2000, Music

Selmasongs (2000) by Bjork

I have not seen the film though it has been on my list for years. I suspect that the time for me to like the film is long past – if there ever was a time – but that doesn’t really apply to the soundtrack.

On “Overture” Bjork shows pretty great command of the orchestra, as if she could have had another career as a film composer. The use of orchestra continues throughout the soundtrack (such as the excellent fade out on “Scattherheart”) but it’s “Overture” that really sells me this alternate reality. It’s fascinating to hear something so good from someone who normally does something so different.

The rest of the record is a lot more what you might expect: some kind of weird hybrid of American musicals and European trip hop, with the other influence thrown in. (Some of claimed the percussion track on “Cvalda” to be waitisan but it’s not junkyardy enough.) If the cover of “It’s Oh So Quiet” felt out of place on Post this is the record where she reconciles her competing impulses of wanting to be in a musical and wanting to make avant garde but often danceable pop music. (And her alternate personas of quirky naif and eternal, timeless spirit.)

I don’t know how the duets sound in the movie but here they add another dimension since this is not something that is common in Bjork’s regular music.
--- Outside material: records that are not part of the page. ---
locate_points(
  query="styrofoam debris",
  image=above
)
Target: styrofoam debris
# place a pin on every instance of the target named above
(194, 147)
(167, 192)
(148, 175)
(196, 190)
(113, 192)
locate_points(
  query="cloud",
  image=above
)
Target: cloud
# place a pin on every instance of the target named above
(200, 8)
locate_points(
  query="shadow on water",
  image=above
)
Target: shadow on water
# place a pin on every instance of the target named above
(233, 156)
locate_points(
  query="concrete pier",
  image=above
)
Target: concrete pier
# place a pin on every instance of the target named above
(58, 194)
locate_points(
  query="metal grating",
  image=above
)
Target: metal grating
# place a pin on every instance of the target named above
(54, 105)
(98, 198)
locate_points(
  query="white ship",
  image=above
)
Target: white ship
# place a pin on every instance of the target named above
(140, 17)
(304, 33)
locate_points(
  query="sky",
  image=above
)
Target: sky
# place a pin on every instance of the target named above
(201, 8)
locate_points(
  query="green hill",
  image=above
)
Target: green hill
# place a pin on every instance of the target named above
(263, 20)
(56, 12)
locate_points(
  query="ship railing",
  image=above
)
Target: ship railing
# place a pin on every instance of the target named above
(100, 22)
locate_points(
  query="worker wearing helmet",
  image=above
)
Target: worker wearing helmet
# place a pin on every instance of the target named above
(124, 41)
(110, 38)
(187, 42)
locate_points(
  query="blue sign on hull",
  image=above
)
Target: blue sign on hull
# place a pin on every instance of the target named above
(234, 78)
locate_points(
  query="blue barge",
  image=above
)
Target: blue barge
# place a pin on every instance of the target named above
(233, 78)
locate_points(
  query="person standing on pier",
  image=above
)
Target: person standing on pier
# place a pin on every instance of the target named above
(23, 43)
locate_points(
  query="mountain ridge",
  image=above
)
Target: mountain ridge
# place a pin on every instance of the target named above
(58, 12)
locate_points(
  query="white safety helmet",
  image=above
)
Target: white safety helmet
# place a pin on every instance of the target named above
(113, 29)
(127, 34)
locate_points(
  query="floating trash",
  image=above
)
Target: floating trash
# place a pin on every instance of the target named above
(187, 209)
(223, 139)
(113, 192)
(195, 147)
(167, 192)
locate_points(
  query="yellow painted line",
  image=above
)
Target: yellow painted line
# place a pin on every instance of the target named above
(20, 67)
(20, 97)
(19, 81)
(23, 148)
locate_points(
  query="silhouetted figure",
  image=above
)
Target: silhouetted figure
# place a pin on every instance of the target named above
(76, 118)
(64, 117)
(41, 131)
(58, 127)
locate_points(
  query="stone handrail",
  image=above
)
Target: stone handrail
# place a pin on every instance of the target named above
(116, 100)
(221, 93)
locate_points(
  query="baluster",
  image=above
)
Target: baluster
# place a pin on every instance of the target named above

Writing for another person seems to pull her to a little more conventional (in theatrical musical convention terms) and having an actual vocal foil gives the record a sound unique in her catalogue.

I haven’t listened to a lot of her recent music, but I know of no other record of hers from the first couple decades of her career which is like this. It’s distinct and unique and it functions without the film, which is the best thing I can say about a movie soundtrack as an album.